|
The Doctor's Office
...Years of high impact aerobics and fashionably
high heels have turned my upper back into a spasming tangle of muscles.
I am in daily pain.
I try stretching every morning. I try lying on my floor with a large
wooden ball under my back, pressing my muscles into it until they
release. I soak in hot baths filled with Epsom salts. No change.
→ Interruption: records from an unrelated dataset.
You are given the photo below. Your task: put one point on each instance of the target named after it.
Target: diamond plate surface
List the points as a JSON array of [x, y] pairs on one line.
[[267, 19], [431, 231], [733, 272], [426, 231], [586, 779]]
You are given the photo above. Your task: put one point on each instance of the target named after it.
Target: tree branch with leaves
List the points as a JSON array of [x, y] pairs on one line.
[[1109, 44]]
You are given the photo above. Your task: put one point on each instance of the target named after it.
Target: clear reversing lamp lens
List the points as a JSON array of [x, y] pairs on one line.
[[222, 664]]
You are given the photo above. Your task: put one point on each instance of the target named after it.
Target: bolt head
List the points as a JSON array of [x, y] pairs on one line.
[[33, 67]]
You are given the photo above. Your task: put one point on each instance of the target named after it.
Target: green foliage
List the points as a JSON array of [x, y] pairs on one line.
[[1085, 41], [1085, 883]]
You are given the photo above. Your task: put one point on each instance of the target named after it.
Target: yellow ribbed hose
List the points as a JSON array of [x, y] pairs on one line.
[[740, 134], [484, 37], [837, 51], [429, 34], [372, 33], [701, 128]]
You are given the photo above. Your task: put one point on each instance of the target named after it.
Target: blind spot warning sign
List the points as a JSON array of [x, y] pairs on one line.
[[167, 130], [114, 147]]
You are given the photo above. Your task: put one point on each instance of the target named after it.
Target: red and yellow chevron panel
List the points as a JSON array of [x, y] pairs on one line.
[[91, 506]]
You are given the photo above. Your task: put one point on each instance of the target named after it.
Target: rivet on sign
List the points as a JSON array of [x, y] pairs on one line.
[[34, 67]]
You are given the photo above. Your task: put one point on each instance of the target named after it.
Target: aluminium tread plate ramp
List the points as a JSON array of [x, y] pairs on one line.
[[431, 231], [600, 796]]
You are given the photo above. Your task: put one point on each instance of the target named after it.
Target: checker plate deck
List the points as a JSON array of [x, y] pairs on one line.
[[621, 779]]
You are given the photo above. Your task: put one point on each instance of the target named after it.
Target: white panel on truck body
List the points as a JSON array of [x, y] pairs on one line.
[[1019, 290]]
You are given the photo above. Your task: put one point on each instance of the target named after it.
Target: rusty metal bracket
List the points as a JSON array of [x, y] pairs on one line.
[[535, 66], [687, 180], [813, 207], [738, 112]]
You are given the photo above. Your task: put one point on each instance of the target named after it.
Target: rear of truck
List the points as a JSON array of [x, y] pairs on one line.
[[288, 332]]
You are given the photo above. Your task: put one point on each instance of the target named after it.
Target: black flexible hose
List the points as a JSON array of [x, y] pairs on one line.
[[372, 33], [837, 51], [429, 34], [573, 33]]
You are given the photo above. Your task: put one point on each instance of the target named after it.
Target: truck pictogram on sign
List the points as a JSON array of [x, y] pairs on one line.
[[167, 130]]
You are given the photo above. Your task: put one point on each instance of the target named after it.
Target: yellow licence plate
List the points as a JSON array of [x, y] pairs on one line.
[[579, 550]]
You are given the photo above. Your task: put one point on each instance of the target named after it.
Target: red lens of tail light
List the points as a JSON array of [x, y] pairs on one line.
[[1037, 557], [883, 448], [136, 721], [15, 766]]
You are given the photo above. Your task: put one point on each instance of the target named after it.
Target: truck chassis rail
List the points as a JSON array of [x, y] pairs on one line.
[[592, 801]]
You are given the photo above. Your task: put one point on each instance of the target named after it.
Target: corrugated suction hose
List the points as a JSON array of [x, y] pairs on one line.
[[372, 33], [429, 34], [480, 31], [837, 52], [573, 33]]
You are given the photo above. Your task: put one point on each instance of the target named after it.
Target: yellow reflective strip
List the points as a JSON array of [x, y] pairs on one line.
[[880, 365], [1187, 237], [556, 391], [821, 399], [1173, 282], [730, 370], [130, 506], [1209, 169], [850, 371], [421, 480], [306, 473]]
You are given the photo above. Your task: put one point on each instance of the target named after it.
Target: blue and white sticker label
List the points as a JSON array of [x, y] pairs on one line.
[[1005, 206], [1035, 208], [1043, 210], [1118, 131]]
I stop lifting weights. I take to lying in bed with a hot water
bottle under my back. I do this even in the summer. My vertebrae
are chunks of rock candy, grinding against each other as I try to
arch backwards. I can make my whole spine crackle in a series of
small interior explosions merely by lifting my arms over my head.
I decide to take my back to the hospital. Western
medicine for me, please. White coats and years of training, sterile
gloves and plaques on the wall. Maybe I can get some painkillers.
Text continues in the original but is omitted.